En tant que doctrine existentielle, l’intérêt, je devrais dire la nécessité, de Panodia est précisément d'englober tous les plans de l’existence, de permettre leur cohabitation harmonieuse, de prévenir l'écartèlement. Et, notamment de ne pas regretter de ne pas avoir assez de vies pour vivre pleinement celle-ci. A une certaine période je me trouverai en ce point du modèle, en une autre, à tel autre. Mais Panodia remplira les vides et les interstices. Et ce qui est certain c’est que mon centre de gravité se rapprochera insensiblement du point Zéro.

---

Le blog, avec sa centaine de billets, m’apparait rétrospectivement comme un journal d’idées que j’aurais aimé lire ! Je l’ai relu bien sûr mais surtout pour corriger l’orthographe et le style. Je l’ai écrit pour me comprendre sur le moment et, le cas échéant, pour me faire comprendre. Sa continuité et sa cohérence releve d’un niveau supérieur qui apparaît mieux au moment de conclure.

Si je devenais mon propre lecteur, alors j'attendrais de l’auteur les ajouts suivants :

(1) réviser la rédaction de la dernière partie du blog consacré à la construction du modèle Panodia pour en faire un document unique avec d’éventuels compléments comme :

  • la compatibilité avec l'épicurisme antique et les autres doctrines hellénistiques, d’une part, et avec la cosmologie scientifique contemporaine, d’autre part; 
  • l’approfondissement de la sémiotique Peircienne et son applicabilité à la déconstruction du signe (sémiose descendante et retour à la Priméité).
  • les référents respectifs du Quale de Peirce - autrement dit de la perception pure telle qu’il l’entend lui - et de l'Intuition bergsonienne. N’est-on pas en train de parler de la même chose, de l’expérience  consciente ?
  • l'apport de certains penseurs contemporains pour des aspects particuliers du modèle (je pense en particulier à Etienne Souriau pour l’analogie entre Phanèmes et Plans de l’existence, et Gilbert Durand, pour la genèse imaginaire, symbolique et archétypique).

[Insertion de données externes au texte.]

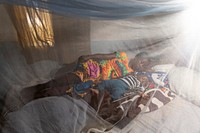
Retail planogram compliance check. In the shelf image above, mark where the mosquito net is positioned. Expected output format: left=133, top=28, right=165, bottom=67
left=0, top=0, right=200, bottom=133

(2) parachever son étude de Bachelard par une synthèse critique s'attachant à dégager de l’Imaginaire bachelardien tout ce qui est propre à nous rapprocher de l'Origine; 

(3) comparer entre elles certaines illustrations littéraires de "la voie de retour". Je pense en particulier à Moby Dick (Melville),  La Tentation de Saint Antoine (Flaubert) et La Mort de Virgile (Broch).

Ce serait un nouveau programme d'étude, de plusieurs années encore. Et le blog, sous son format actuel de billets  délivrés régulièrement, ne serait pas approprié à un tel projet. La liberté et la dispersion assumée du propos ne conviendraient plus à une telle ambition. 

Comme alternative, je pense à un Nouveau Journal qui me permettrait de donner la parole non seulement à l'Homo philosophicus mais aussi à tous ses concurrents, les résistants et les rebelles, les autres modes d'existence et les autres Phanèmes. Rendre compte de la vie en Panodie, passer de la Carte au Territoire. Les lectures, même si elles se conformaient à un "programme", ne seraient évoquées qu’en cas de traces significatives laissées dans l’esprit, adhésion ou rejet. Il s'agirait notamment de tester la transposabilité d’idées supposées affines à Panodia.

Je crois que ce Nouveau Journal, succédant à une longue phase de construction théoriqueaurait sa place ici, dans le prolongement du précédent Journal du lecteur.